The primary goal of decoupling is to get a higher level of flexibility. For example, changes made to the data stores don’t automatically mean that reports must be changed as well, and vice versa. Or, replacing one data store technology by another is easier when that data store is “hidden” behind the logical data warehouse architecture. In this architecture, adopting big data is relatively easy, access to real-time data is less complex for data consumers, and dealing with cloud-based data becomes simple.
BI systems with this architecture can exhibit the same robustness as the traditional data warehouse for the standard forms of reporting. In addition, they are more suitable to support new data sources, such as big data and open data; they can more easily handle new data-storage technologies, such as Hadoop and NoSQL; they match better with the dynamic world of self-service BI; they simplify support for investigative analytics and data science; and they speed up development and ease maintenance with fewer resources. Several technologies enable the development of a BI system built on a logical data warehouse architecture, such as in-memory database servers and data grid technology. However, data virtualization technology offers the best fit, as it supports almost all the functionality required to develop, run, secure, and manage a logical data warehouse. Data virtualization provides features for data security, scalability, performance, development, the reuse of metadata, discovery and search, big-data access, etc. But most importantly, it offers a comprehensive abstraction layer that decouples data consumers from data stores. For a more detailed description of data virtualization technology, see Data Virtualization for Business Intelligence Systems.

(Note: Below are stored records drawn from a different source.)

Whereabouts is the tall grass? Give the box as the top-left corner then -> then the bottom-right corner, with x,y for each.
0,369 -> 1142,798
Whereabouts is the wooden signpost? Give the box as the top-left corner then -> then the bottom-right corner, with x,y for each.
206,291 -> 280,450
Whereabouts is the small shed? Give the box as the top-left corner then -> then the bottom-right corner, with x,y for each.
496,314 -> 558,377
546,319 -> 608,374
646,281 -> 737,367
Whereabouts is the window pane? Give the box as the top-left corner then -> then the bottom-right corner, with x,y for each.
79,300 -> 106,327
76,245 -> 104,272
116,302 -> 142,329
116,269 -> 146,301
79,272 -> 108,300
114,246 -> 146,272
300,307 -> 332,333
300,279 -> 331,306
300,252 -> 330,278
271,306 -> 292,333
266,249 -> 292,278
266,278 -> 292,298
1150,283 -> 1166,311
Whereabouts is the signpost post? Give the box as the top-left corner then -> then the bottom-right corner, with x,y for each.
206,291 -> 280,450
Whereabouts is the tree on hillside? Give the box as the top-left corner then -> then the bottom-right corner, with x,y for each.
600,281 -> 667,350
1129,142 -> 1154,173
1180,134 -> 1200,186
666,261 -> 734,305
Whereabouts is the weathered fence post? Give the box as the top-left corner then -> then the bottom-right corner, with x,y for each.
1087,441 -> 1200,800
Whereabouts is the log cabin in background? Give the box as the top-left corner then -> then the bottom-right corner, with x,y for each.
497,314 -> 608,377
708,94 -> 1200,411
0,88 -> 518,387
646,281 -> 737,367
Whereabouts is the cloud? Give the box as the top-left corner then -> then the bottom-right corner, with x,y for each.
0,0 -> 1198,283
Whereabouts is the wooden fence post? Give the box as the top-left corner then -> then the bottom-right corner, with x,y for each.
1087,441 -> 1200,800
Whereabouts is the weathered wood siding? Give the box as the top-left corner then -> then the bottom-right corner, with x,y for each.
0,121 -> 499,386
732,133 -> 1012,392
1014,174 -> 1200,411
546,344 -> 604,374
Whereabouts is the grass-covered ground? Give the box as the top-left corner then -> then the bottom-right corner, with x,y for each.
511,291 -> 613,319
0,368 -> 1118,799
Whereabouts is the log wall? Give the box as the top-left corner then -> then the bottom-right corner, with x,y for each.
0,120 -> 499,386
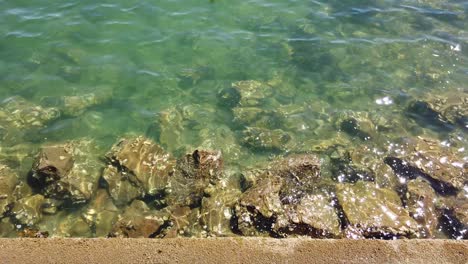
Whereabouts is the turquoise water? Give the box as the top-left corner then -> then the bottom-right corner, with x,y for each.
0,0 -> 468,238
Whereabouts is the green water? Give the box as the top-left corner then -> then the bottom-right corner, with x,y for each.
0,0 -> 468,238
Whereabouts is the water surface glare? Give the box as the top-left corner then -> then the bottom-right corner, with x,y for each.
0,0 -> 468,239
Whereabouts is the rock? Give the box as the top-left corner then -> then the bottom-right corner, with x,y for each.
83,189 -> 119,237
109,200 -> 169,238
269,154 -> 321,204
42,85 -> 112,116
232,107 -> 284,129
55,212 -> 92,237
242,127 -> 291,150
406,179 -> 439,238
11,194 -> 44,227
200,181 -> 241,237
0,142 -> 39,175
329,145 -> 400,189
0,96 -> 60,146
233,154 -> 341,237
167,150 -> 224,207
155,107 -> 184,152
198,125 -> 243,162
232,80 -> 273,106
32,139 -> 102,203
385,137 -> 468,195
18,227 -> 49,238
217,87 -> 241,108
42,198 -> 63,215
273,195 -> 341,238
177,65 -> 214,88
0,96 -> 60,130
0,217 -> 16,238
107,136 -> 175,195
0,164 -> 19,218
407,90 -> 468,130
235,176 -> 284,236
160,205 -> 201,238
437,190 -> 468,239
102,165 -> 145,206
233,158 -> 341,237
336,181 -> 418,238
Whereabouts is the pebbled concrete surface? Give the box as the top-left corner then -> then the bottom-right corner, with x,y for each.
0,238 -> 468,264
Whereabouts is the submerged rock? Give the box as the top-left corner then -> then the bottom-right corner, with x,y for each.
107,136 -> 175,195
242,127 -> 291,150
385,137 -> 468,195
336,181 -> 418,238
200,177 -> 241,236
235,176 -> 284,236
109,200 -> 169,238
83,189 -> 119,237
274,194 -> 341,238
0,96 -> 60,130
232,107 -> 284,129
18,227 -> 49,238
0,164 -> 19,218
269,154 -> 321,204
198,125 -> 243,162
42,85 -> 112,116
160,205 -> 201,238
102,165 -> 145,206
167,150 -> 224,207
11,194 -> 44,226
407,90 -> 468,130
405,179 -> 439,238
54,212 -> 92,237
437,190 -> 468,239
0,96 -> 60,145
31,139 -> 102,203
232,80 -> 273,106
234,155 -> 341,237
0,217 -> 16,238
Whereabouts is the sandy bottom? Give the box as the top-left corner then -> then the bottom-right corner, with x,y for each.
0,238 -> 468,264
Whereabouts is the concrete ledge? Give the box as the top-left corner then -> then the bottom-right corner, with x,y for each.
0,238 -> 468,264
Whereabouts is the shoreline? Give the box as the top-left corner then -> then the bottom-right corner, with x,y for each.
0,238 -> 468,263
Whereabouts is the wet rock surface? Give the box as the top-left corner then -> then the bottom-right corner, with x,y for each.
0,96 -> 60,143
0,164 -> 18,218
106,136 -> 175,195
407,89 -> 468,130
110,200 -> 168,238
30,139 -> 103,203
336,182 -> 418,238
385,137 -> 468,195
235,155 -> 341,237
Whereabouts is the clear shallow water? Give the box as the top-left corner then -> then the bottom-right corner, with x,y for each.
0,0 -> 468,239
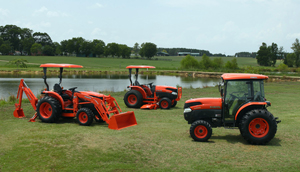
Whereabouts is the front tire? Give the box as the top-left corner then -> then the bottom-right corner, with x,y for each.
124,90 -> 143,108
159,97 -> 172,109
239,109 -> 277,145
190,120 -> 212,142
76,108 -> 94,126
36,96 -> 62,123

Closing Remark – The big BI dilemma is a real problem for many organization. Unfortunately, there is not one supernatural tool that can magically turn an existing BI system into a bi-modal BI system. No such silver bullet exists. The solution must be found in setting up BI systems with a different architecture. The logical data warehouse architecture is by definition bi-modal-ready. In addition, data virtualization technology has reached the level of maturity required to develop a logical data warehouse architecture today. In other words, nothing stands in your way on your logical data warehouse journey.